Apabila di tarik ke belakang, kasus yang menimpa anak-anak didik ini tidak bisa lepas dari adanya pemberlakukan belajar daring (Dalam Jaringan) oleh pemerintah di masa pandemi, belajar yang hanya berlangsung selama dua jam melalui aplikasi whatsap maupun Zoom sementara 10 jamnya di gunakan untuk game online.

 

Ada keresahan yang terbersit di pikiran orang tua dan para pendidik, dimana mereka tidak lagi berada di bawah asuhan orang tua dan guru, akan tetapi mereka berada di bawah asuhan Andoid yang di penuhi aplikasi game online.

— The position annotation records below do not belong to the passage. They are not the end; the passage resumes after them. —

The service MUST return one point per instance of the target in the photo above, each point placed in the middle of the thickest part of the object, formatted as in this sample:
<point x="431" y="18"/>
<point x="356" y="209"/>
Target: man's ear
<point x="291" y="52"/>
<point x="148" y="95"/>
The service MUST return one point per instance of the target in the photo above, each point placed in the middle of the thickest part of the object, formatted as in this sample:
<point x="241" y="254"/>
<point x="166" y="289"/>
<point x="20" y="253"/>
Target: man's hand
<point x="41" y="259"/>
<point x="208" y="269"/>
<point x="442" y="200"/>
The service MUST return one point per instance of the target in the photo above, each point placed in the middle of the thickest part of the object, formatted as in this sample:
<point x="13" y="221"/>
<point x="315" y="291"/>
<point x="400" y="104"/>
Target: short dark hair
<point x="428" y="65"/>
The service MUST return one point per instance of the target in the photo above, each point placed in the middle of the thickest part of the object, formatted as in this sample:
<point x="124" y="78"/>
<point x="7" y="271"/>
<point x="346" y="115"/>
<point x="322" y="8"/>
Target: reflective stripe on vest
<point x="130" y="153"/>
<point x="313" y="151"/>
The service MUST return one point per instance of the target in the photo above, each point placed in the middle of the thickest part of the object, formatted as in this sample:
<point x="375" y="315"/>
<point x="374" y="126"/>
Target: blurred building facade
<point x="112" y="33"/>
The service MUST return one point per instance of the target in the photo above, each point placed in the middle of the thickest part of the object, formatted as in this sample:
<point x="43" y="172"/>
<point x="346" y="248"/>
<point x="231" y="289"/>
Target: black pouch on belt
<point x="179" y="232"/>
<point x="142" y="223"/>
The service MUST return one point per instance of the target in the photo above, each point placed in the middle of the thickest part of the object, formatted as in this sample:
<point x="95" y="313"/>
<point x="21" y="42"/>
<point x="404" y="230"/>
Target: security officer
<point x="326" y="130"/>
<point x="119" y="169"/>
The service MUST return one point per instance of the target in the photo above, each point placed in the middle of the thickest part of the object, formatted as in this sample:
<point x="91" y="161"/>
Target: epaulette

Setiap hari anak-anak minta uang untuk beli paket dan bayar wifi dengan alasan belajar online ternyata anak-anak sedang asyik duduk di pojok pojok rumah untuk bermain game sambil keluar dari mulut mereka cacian dan umpatan kepada teman partner nya, ketika temannya salah langkah dalam bermain.

 

Keresahan hanyalah sebuah kata hati yang tidak bisa di manivestasikan dalam tindakan, berat dan bahkan sulit untuk dilakukan oleh orang tua, karena sebagian anak anak sudah kecanduan game online. Di larang anak-anak ngamuk, tidak di larang anak-anak tidak terkendali.

 

Keadaan ini membuat orang tua berada dalam kebimbangan, barang kali dengan pendekatan dari hati ke hati adalah langkah efektif untuk mengembalikan fitrah anak anak ini agar mereka bisa bermain secara normal dengan teman-temannya secara alamiah di alam nyata. Sebab pendidikan di alam nyata akan memberikan pelajaran berharga untuk anak-anak dalam pembentukan karakternya.